Today, we stand at a similar crossroads with generative AI. The technology has burst onto the scene with startling speed and seemingly limitless potential. Large language models like GPT-4 can engage in human-like dialogue, answer questions, and generate creative content. Executives across industries are racing to harness this transformative technology and gain an edge.

But as enterprises rush to adopt generative AI, many are realizing that throwing an open-source model on a server is a recipe for inefficiency at best, and disaster at worst. Moreover, organizations see many early GenAI solutions that require all workflows to move all their data and processes to their applications, leading to a proliferation of siloed GenAI apps with limited data and ties to the actual workflows of business.

Successfully deploying generative AI at scale demands so much more than just a powerful language model or a siloed solution. It requires an entire platform with robust capabilities around security, data integration, access control, analytics, and model management.

Security and compliance represent perhaps the biggest challenges. Enterprises have extremely sensitive data — from confidential documents to customer PII. An AI system trained on that data absolutely cannot be allowed to spill its knowledge to unauthorized parties.
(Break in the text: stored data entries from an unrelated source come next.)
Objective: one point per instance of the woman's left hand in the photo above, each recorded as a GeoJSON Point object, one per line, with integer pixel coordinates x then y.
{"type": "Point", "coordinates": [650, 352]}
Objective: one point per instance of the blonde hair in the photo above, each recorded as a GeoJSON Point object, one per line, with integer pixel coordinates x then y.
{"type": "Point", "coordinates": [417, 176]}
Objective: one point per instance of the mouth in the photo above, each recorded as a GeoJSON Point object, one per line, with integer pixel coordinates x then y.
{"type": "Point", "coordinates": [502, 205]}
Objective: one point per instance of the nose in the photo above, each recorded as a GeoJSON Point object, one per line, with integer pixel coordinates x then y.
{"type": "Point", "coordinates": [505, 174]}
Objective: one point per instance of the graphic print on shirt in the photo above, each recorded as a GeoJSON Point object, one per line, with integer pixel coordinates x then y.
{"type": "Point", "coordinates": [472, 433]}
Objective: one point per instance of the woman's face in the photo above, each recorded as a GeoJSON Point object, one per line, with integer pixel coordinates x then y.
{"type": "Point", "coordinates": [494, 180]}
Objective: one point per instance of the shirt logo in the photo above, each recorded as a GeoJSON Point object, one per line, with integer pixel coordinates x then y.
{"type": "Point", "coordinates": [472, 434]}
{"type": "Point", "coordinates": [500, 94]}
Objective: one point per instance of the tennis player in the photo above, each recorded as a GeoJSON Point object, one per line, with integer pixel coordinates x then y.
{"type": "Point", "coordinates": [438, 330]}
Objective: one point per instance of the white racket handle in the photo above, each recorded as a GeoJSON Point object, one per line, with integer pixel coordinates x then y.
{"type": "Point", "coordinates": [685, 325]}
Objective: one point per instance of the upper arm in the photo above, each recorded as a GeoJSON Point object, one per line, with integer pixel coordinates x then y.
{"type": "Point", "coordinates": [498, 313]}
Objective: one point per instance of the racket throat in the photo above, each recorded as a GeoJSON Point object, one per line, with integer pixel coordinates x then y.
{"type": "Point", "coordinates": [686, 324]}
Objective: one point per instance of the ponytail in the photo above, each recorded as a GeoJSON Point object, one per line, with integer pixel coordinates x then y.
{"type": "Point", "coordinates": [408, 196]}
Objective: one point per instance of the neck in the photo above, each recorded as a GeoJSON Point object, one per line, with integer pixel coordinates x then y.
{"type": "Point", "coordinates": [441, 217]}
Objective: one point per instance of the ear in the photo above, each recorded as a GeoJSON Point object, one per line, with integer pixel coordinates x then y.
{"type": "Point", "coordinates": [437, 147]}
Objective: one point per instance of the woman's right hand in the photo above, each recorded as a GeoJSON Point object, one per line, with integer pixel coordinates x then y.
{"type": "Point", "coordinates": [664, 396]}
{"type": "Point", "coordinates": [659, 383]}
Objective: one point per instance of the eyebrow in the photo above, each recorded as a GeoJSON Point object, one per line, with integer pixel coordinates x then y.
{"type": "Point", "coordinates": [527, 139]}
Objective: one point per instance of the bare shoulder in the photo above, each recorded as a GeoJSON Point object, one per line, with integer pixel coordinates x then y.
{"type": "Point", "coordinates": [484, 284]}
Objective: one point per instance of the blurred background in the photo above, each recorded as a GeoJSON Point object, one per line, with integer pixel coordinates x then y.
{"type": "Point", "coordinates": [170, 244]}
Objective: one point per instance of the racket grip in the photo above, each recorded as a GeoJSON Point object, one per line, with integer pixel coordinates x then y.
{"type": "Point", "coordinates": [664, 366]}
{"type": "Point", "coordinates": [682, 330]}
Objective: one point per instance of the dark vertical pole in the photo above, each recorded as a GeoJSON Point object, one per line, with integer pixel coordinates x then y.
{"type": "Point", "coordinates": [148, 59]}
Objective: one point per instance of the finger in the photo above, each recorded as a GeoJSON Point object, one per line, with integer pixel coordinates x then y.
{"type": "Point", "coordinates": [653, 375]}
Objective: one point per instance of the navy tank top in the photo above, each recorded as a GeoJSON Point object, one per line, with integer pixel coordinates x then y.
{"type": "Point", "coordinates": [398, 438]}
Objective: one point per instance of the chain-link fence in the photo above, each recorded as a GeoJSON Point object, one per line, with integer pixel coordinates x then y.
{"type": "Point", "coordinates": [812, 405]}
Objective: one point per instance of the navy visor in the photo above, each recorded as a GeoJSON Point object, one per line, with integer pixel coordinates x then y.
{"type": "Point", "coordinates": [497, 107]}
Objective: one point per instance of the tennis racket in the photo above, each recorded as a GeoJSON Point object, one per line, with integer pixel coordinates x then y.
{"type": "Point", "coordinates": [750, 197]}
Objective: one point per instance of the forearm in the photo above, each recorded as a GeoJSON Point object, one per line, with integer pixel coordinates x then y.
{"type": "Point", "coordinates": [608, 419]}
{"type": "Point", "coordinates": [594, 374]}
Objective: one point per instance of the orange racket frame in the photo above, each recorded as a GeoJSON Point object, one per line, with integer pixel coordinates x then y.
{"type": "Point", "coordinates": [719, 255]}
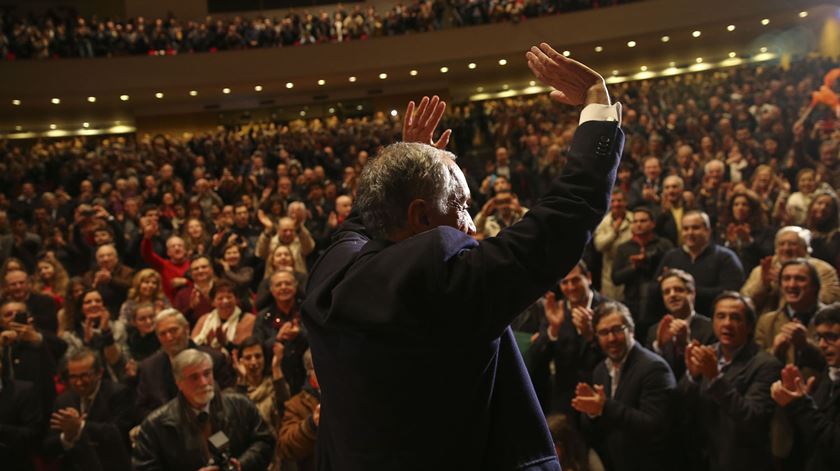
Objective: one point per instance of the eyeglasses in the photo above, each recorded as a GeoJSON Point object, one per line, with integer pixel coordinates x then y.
{"type": "Point", "coordinates": [829, 337]}
{"type": "Point", "coordinates": [604, 333]}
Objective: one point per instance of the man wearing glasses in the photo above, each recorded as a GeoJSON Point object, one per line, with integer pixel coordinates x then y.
{"type": "Point", "coordinates": [627, 412]}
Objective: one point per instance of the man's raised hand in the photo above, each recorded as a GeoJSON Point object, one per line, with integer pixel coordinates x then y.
{"type": "Point", "coordinates": [419, 125]}
{"type": "Point", "coordinates": [574, 83]}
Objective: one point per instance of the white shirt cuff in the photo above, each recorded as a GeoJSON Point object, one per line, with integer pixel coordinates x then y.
{"type": "Point", "coordinates": [597, 112]}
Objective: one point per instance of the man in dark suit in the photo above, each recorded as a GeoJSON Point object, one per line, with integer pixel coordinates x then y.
{"type": "Point", "coordinates": [567, 340]}
{"type": "Point", "coordinates": [681, 324]}
{"type": "Point", "coordinates": [628, 412]}
{"type": "Point", "coordinates": [815, 412]}
{"type": "Point", "coordinates": [156, 385]}
{"type": "Point", "coordinates": [90, 421]}
{"type": "Point", "coordinates": [726, 392]}
{"type": "Point", "coordinates": [423, 305]}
But preventing data leakage in these models is a hugely complex undertaking.

The unfortunate reality is that generative AI is so new and evolves so rapidly that even expert teams struggle mightily to build secure and compliant systems from scratch. They need the help of a purpose-built platform.

Even if an enterprise AI system doesn't crash and burn in a security fiasco, jury-rigged deployments will almost inevitably run off the rails. A model needs to integrate seamlessly with enterprise data stores, content management systems, identity providers, and applications. It needs granular access controls to respect data confidentiality. It needs to gracefully handle huge query volumes without breaking the bank on compute costs. And it needs an intuitive user experience. In short, it requires a massive amount of specialized software wrapped around it.

Moreover, generative AI can't be a "set it and forget it" affair. Enterprises need visibility via analytics into how models are being used, where they're working, and where they're not. They need MLOps capabilities to continuously monitor, improve, and efficiently serve their AI. And they need the agility to experiment with and adopt new models as the field rapidly progresses. A flexible platform provides this crucial maneuverability.

I hear the protests already: What about all the amazing open-source software out there? Can't we assemble the best components into our own bespoke platform?

While I'm a huge believer in open-source, the unfortunate reality is that for something as complex as enterprise generative AI, piecing together a jumble of open-source projects simply doesn't work. You inevitably end up with a fragile Frankenstein's monster, perpetually behind on integrations and security patches. Supporting it is a nightmare, especially when it’s not a core function of your business.

Moreover, the breakneck pace of generative AI innovation presents a unique challenge. Let's face it — if you have technical folks in your organization, they are almost certainly experimenting with these tools already. This can lead to an explosion of one-off projects that may gain traction and suddenly need support. 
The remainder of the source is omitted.